I let my voice taper off while I looked him right in the eyes.
“Yes?” he asked.
“Just be aware that my family is a part of an organization that’s ultimately far more formidable than your uncle’s gang of cutthroats. Did you make the inquiry I suggested?”
“I asked a few questions,” he said offhandedly.
“And?”
There came a long pause before he gave me a brief, acquiescing nod and said reluctantly, “I heard about your friend George Parr and the setup down in South Texas, and about his connections in Washington.”
“And?” I repeated.
He wriggled around in his fancy chair for a few moments before he spoke. “Well, as I told you on the phone this is all very interesting, but…” He tried to smile sardonically, but it didn’t come off. I continued to stare at him until finally he asked in a soft voice, “What do you want?”
“I want my life back. I want to be able to go home and not have to worry about a crew of goons kicking my door down some night. I want to be left alone. And I want the girl left alone, too, since there’s no way she can harm you.”
He finally managed a coy little smile. “If I were to agree, I’d be virtually admitting—”
“Cut the crap. I’m not a lawyer or a prosecutor, and Beaumont’s problems aren’t my problems. I think it’s unfortunate that Henry DeMour is dead, but I’m not on a crusade to right all the wrongs of this world. All I want is to be left alone. Now what’s it going to be?”
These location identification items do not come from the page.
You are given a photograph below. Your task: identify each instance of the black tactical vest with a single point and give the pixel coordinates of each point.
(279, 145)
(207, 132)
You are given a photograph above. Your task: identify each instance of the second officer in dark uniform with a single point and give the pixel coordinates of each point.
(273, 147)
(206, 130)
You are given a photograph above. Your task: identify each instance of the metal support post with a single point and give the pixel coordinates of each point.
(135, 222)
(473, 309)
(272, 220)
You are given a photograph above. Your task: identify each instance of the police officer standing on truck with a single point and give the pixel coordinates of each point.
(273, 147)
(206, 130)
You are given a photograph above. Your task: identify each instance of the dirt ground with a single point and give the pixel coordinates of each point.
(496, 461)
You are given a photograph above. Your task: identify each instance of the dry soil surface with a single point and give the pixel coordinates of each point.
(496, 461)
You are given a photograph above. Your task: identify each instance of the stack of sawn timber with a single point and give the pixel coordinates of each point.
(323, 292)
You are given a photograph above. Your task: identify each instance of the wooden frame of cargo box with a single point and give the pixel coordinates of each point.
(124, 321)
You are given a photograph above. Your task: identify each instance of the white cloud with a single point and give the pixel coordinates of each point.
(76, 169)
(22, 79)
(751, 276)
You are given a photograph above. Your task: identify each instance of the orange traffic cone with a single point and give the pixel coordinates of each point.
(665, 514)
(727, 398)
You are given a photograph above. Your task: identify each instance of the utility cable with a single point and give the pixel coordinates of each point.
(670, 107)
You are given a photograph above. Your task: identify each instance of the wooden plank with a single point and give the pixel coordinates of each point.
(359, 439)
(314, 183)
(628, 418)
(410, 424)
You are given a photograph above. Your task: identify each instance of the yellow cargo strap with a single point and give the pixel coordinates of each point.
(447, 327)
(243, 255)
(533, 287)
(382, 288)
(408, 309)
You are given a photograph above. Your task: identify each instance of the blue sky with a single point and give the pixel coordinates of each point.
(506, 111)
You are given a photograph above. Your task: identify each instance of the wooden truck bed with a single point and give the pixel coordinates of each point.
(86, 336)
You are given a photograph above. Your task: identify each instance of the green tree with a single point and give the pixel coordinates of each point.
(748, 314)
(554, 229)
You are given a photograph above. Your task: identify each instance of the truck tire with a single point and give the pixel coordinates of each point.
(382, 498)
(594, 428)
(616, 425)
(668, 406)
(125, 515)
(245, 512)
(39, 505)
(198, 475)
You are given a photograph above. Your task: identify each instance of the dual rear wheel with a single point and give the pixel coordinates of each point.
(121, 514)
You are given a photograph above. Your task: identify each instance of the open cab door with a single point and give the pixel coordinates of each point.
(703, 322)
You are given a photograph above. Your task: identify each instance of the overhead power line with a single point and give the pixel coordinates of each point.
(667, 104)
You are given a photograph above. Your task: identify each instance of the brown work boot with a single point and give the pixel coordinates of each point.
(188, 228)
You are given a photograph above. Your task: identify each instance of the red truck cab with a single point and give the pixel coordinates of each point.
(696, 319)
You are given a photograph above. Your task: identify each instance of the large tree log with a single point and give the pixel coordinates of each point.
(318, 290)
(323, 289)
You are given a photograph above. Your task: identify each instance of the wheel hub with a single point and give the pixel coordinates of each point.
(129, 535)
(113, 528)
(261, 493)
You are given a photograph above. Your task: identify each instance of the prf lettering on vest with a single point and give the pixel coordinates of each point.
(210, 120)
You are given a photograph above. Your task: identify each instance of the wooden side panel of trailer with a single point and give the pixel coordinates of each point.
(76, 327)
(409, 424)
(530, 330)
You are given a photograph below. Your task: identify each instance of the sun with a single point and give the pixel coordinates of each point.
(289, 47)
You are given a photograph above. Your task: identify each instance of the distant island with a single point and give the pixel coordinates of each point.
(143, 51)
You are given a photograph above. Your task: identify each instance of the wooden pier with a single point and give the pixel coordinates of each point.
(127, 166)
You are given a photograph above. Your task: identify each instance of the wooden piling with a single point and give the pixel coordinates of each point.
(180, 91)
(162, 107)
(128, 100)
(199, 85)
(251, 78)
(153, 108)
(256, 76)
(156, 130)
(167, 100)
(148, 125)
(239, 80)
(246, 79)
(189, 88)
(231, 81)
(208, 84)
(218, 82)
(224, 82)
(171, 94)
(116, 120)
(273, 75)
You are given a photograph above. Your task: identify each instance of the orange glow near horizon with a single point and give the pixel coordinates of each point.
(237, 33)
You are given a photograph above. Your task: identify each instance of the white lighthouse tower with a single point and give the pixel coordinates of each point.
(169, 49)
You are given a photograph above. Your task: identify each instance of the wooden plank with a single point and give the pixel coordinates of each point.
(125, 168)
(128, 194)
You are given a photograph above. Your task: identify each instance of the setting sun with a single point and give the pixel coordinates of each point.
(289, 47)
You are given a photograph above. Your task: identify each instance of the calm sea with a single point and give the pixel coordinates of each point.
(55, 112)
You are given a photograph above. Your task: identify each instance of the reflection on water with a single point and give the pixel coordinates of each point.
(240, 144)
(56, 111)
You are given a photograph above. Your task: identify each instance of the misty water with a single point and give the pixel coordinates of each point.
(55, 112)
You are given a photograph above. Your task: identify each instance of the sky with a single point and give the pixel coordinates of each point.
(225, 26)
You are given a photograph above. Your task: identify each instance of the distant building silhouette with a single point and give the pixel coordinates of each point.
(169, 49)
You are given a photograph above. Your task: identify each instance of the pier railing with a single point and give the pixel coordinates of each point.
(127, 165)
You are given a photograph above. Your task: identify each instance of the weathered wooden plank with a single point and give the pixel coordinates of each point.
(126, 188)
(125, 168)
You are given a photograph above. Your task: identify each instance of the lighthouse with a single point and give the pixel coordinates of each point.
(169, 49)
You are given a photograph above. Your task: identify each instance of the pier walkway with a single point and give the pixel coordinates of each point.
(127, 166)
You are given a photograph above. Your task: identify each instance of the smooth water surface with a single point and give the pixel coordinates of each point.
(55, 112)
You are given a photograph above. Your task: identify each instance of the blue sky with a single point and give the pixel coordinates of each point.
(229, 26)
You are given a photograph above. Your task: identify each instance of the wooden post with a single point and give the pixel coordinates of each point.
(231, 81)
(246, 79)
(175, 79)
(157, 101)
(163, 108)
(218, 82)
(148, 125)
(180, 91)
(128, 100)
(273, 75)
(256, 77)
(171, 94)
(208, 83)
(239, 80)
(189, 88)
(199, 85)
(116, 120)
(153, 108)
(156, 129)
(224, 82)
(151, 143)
He gave me the barest of nods. “Okay. Go on about your business.”
“How about Madeline?”
“Sure,” he said. “But what’s with you and that girl that you’d go out on such a limb for her? Was she that good in the sack?”
I shook my head in mild annoyance. “That’s the way it always is with guys like you, Salisbury. Money and sex. You can’t imagine anybody being motivated by anything else.”
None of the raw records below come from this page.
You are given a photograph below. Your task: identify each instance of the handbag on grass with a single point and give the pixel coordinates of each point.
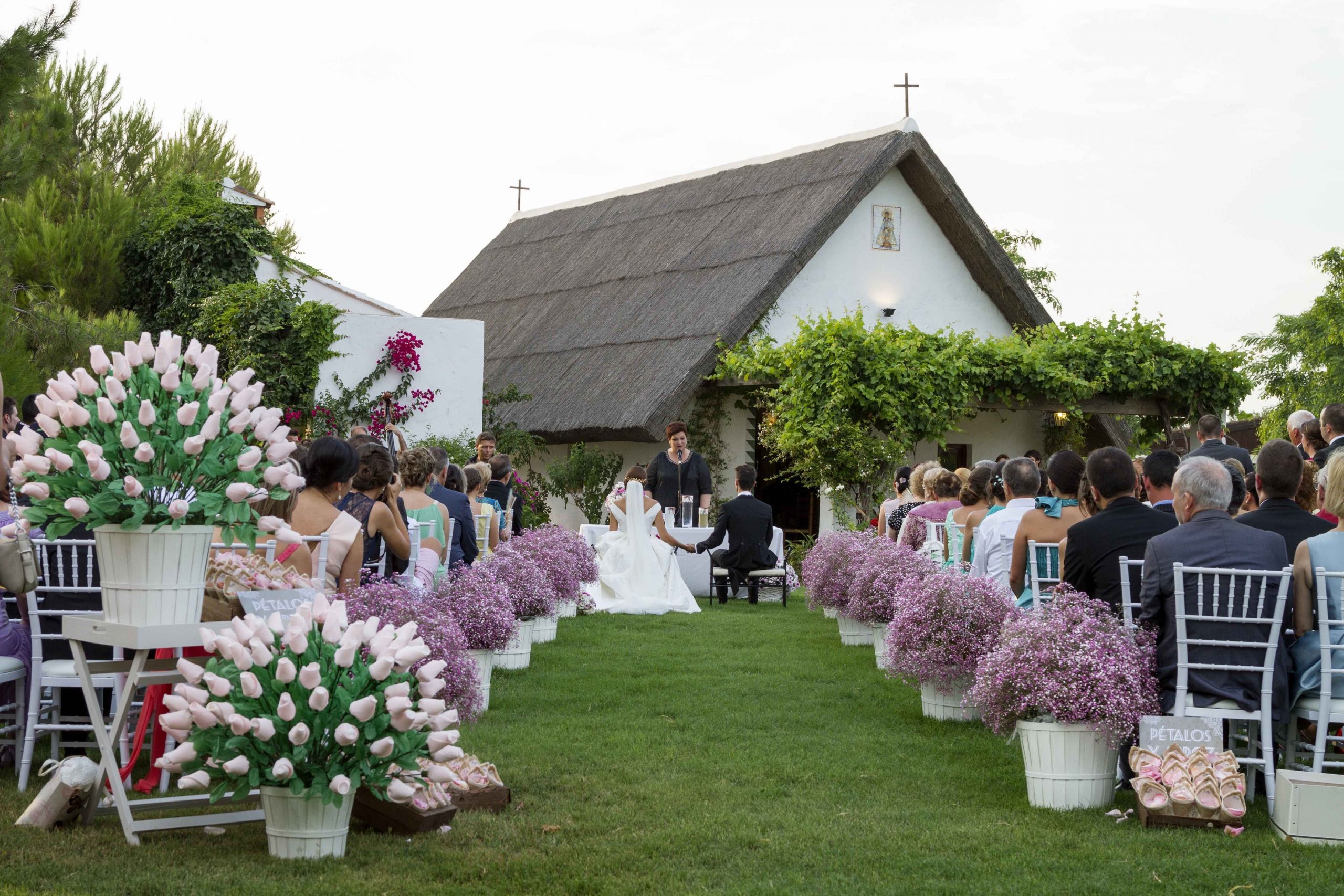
(18, 565)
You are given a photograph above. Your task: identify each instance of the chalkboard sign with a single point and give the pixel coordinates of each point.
(282, 602)
(1160, 733)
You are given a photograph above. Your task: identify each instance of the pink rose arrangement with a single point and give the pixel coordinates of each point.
(316, 704)
(154, 436)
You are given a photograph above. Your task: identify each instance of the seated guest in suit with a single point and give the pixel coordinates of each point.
(1213, 444)
(1210, 537)
(1159, 469)
(749, 525)
(1332, 433)
(1278, 476)
(1121, 529)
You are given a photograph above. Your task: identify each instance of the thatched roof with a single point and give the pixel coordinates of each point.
(608, 311)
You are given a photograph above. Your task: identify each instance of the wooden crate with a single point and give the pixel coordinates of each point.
(400, 818)
(491, 800)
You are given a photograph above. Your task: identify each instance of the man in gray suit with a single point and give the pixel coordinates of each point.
(1213, 444)
(1208, 536)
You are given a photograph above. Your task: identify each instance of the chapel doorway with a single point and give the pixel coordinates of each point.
(796, 507)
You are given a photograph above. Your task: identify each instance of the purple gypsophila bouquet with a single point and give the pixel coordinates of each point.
(480, 606)
(830, 566)
(884, 574)
(527, 586)
(1070, 661)
(440, 632)
(944, 626)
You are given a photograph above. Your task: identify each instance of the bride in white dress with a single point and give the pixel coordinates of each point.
(637, 573)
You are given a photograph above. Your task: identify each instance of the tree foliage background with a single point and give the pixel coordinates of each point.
(111, 222)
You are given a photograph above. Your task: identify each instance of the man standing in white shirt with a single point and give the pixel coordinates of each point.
(995, 536)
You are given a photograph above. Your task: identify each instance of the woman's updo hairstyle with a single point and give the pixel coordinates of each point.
(375, 467)
(417, 467)
(330, 461)
(1065, 471)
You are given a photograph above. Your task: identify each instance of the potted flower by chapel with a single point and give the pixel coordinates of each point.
(151, 450)
(310, 711)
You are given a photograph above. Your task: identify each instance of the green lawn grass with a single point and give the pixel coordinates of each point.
(738, 750)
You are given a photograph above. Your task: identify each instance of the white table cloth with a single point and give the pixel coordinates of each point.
(695, 567)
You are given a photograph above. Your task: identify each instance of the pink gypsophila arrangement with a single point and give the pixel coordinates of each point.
(830, 566)
(1070, 661)
(480, 606)
(944, 626)
(882, 574)
(523, 581)
(440, 632)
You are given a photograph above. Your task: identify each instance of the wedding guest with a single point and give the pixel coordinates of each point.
(1295, 430)
(975, 496)
(1047, 523)
(374, 501)
(1326, 551)
(1312, 440)
(417, 481)
(1120, 529)
(899, 495)
(917, 496)
(1278, 472)
(330, 469)
(503, 489)
(1332, 433)
(449, 491)
(1213, 444)
(995, 537)
(1159, 472)
(998, 499)
(678, 472)
(942, 493)
(478, 477)
(1210, 537)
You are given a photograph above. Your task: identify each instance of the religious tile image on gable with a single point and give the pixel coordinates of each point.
(886, 227)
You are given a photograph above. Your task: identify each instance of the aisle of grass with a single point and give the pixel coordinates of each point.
(738, 750)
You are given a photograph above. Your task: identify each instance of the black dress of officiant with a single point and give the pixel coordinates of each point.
(670, 479)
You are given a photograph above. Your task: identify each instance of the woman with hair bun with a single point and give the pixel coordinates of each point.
(1049, 523)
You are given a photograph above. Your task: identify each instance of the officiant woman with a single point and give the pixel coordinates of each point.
(679, 471)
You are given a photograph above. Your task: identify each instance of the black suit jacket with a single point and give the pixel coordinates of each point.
(749, 524)
(1289, 520)
(1213, 539)
(1222, 452)
(1096, 544)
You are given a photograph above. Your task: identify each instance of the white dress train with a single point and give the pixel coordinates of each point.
(637, 573)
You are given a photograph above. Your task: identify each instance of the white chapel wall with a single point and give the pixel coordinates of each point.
(927, 282)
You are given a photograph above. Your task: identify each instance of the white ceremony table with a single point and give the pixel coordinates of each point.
(695, 567)
(139, 644)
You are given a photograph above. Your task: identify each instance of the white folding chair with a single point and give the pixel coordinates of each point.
(1229, 598)
(1323, 707)
(1128, 605)
(1042, 577)
(45, 626)
(319, 555)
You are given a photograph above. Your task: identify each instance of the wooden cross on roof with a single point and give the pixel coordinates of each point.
(906, 85)
(521, 188)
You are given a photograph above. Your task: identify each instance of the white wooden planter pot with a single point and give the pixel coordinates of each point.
(879, 644)
(854, 633)
(299, 828)
(545, 629)
(484, 666)
(518, 652)
(947, 707)
(152, 578)
(1069, 766)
This didn’t even buy me a shrug. He just continued to stare at me impassively with his dead, dark little eyes.
“Before I leave I’ll give you one piece of free advice. If Charlie Grist was as pissed at me as he is at you, I believe I’d pack up and leave town.”
“Who the hell is Charlie Grist?”
“That old Ranger waiting out in the hallway.”
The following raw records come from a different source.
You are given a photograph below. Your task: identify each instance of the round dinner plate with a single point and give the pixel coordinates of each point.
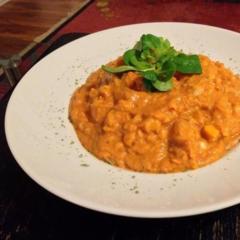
(45, 145)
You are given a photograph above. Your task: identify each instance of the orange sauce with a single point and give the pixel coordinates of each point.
(192, 125)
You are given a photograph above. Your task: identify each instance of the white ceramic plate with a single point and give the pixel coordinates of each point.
(45, 145)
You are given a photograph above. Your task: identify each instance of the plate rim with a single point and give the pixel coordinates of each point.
(101, 207)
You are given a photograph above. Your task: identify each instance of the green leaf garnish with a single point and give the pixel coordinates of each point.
(187, 63)
(157, 61)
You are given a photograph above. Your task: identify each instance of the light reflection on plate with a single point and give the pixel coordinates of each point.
(45, 145)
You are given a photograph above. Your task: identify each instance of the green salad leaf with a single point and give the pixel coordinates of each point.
(157, 61)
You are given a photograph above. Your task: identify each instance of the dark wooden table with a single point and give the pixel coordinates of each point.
(25, 23)
(29, 212)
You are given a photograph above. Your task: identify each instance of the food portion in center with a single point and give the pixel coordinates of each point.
(158, 110)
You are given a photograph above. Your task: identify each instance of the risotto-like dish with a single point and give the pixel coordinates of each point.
(192, 125)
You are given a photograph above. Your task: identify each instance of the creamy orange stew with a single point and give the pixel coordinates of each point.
(192, 125)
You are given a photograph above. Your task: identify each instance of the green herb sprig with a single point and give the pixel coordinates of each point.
(157, 61)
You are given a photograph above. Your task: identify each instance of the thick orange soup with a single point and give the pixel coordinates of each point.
(147, 121)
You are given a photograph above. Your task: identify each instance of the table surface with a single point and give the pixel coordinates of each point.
(29, 212)
(24, 23)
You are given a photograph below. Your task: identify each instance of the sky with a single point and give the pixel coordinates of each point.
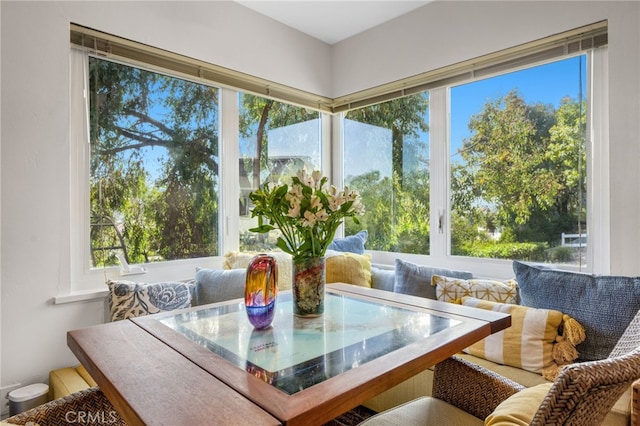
(547, 84)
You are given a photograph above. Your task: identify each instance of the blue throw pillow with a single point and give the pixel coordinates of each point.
(352, 243)
(416, 279)
(128, 299)
(219, 285)
(603, 304)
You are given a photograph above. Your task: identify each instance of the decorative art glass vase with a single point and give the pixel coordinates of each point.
(308, 286)
(260, 290)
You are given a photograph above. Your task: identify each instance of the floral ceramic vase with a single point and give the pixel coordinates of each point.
(308, 286)
(260, 290)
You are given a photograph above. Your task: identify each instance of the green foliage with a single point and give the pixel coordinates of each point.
(523, 174)
(560, 254)
(497, 250)
(136, 113)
He curled his upper lip a little in contempt and waved his fingers at me like a man herding chickens. “Shooo,” he said. “I don’t need no cow cop’s advice.”
“Have it your way. But if my family or the girl either one is bothered, I’ll be back with the heavy artillery and you won’t like it.”
I turned around and left then, thinking I’d said enough. I didn’t really have any heavy artillery. Or at least none beyond my friendship with Grist and whatever pressure George Parr and the South Texas machine might be able to mount with the Feds. But Salisbury didn’t know that.